Actually, the model is not optimal for the sound of the Blues Grass Boogiemenhe explains. The band, which plays with Tim Knol and many others, and who tours extensively internationally, approaches the bluegrass tradition in a punk way. “Everything for the public. So I have to play hard, but the nice thing about this banjo is that you can also play those sweet, high-pitched bells.” Van Strien has to do his best for that, because they only use one microphone for the entire band, where the mandolin solos quickly dominate. So over the years, he’s started wearing the banjo higher on his chest, pushing it toward the microphone. “It also helps that I have a little more belly.”
When he bought it thirty years ago from a specialist in America, he thought another banjo, the Kentucky, actually sounded better. But it is easier to sell a Gibson in the Netherlands. The low dollar rate would allow him to repay his trip to the Tennessee banjo convention.
When he got home he started playing on it. He noticed that the overtones, which were not to his taste, were coming from the neck against the tone ring. He started to file, to improve. And to play. There was no selling. He still got attached to it. When he sees him standing in the room, the beauty sometimes overtakes him.

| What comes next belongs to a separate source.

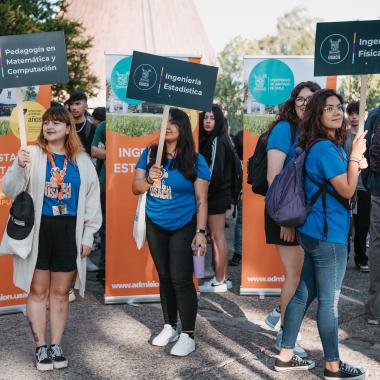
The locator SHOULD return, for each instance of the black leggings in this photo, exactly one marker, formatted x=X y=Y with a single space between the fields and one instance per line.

If parts need to be replaced, he disassembles it himself. That’s part of the relationship. When someone else does it, it always feels like he has to get to know his whole instrument again afterwards.
Although the banjo is seen as a typical American instrument, its origins lie in Africa, with a gourd as its sound box. And that sound box remains the most important. “This skin fits best with the tone ring that is on it now. I’m a bit worried now, because my sheet factory has stopped production.” That’s why it now has an old one, with a little more dirt. “Actually, everything should be shiny.”
A while ago he bought another, supposedly better model in America. Not a replacement, but the dollar was low again, it’s a good investment. Yes, he also knows that he will never sell it. “I don’t see instruments as machines. They have a soul. Okay, that’s mostly your own projection. The soul of my first banjo has to do with playing on the street in France and that of my current workhorse with festivals in Ireland and America. When I have it around my neck, I am suddenly no longer afraid to stand in front of a microphone.”